Primary osteoporosis is classified as idiopathic, type I, or type II. Idiopathic osteoporosis affects children and adults. Type I (postmenopausal) osteoporosis usually affects females ages 51 to 75. Related to the loss of estrogen’s protective effect on bone, type I osteoporosis results in trabecular bone loss and some cortical bone loss. Vertebral and wrist fractures are common. Type II (or senile) osteoporosis occurs most commonly between ages 70 and 85. Trabecular and cortical bone loss and consequent fractures of the proximal humerus, proximal tibia, femoral neck, and pelvis characterize type II osteoporosis. (See Osteoporosis in males, page 636.)
Causes
The cause of primary osteoporosis is unknown. However, clinicians suspect these contributing factors:
mild but prolonged negative calcium balance resulting from inadequate dietary intake
declining gonadal adrenal function
faulty protein metabolism caused by estrogen deficiency
a sedentary lifestyle.
Secondary osteoporosis may result from prolonged therapy with steroids or heparin, bone immobilization or disuse (as occurs with hemiplegia), alcoholism, malnutrition, rheumatoid arthritis, liver disease, malabsorption, scurvy, lactose intolerance, hyperthyroidism, osteogenesis imperfecta, and Sudeck’s atrophy (localized in hands and feet, with recurring attacks).
Gender differences
Osteoporosis in males
Osteoporosis is less common in males than females because of a number of factors. Males have larger skeletons, their bone loss starts later in life and progresses more slowly, and they don’t experience the rapid bone loss due to the decreased estrogen production of menopause. Osteoporosis in males can be classified in three ways.
Primary—idiopathic; having no known cause
Secondary—more common in males than females; may result from drug therapy (anticonvulsants, glucocorticosteroids, warfarin, or long-term heparin therapy), lifestyle factors (alcoholism, immobility, or smoking), or medical conditions (GI disorders, hypercalciuria, hypogonadism, neoplastic diseases, organ transplantation, rheumatoid arthritis, or thyrotoxicosis)

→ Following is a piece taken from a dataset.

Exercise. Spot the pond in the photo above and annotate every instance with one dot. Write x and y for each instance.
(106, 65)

Senile—occurring after age 70; caused by an imbalance in bone breakdown and new bone formation, inadequate calcium and vitamin D intake, and lack of physical activity.
Osteoporosis can be more devastating for males than females, particularly if the condition leads to a hip fracture. It’s estimated that 25% of all hip fractures occur in males, most commonly in the elderly. Males who experience a hip fracture are at increased risk for chronic physical disability and even death.
The evaluation of osteoporosis in males is similar to that in females. Fractures that occur without trauma should always raise the suspicion of osteoporosis. Diagnostic studies for males are the same as those used for females.
The treatment of osteoporosis in males consists of identifying and treating specific causes of bone loss and maintaining a balanced diet with adequate intake of calcium and vitamin D. Preventing bone loss and fractures is of primary importance. Where possible, such risk factors as smoking and alcohol intake should be avoided; an exercise program suitable for the patient should be initiated.
Complications
Bone fractures are the major complication of osteoporosis. They occur most commonly in the vertebrae, femoral neck, and distal radius.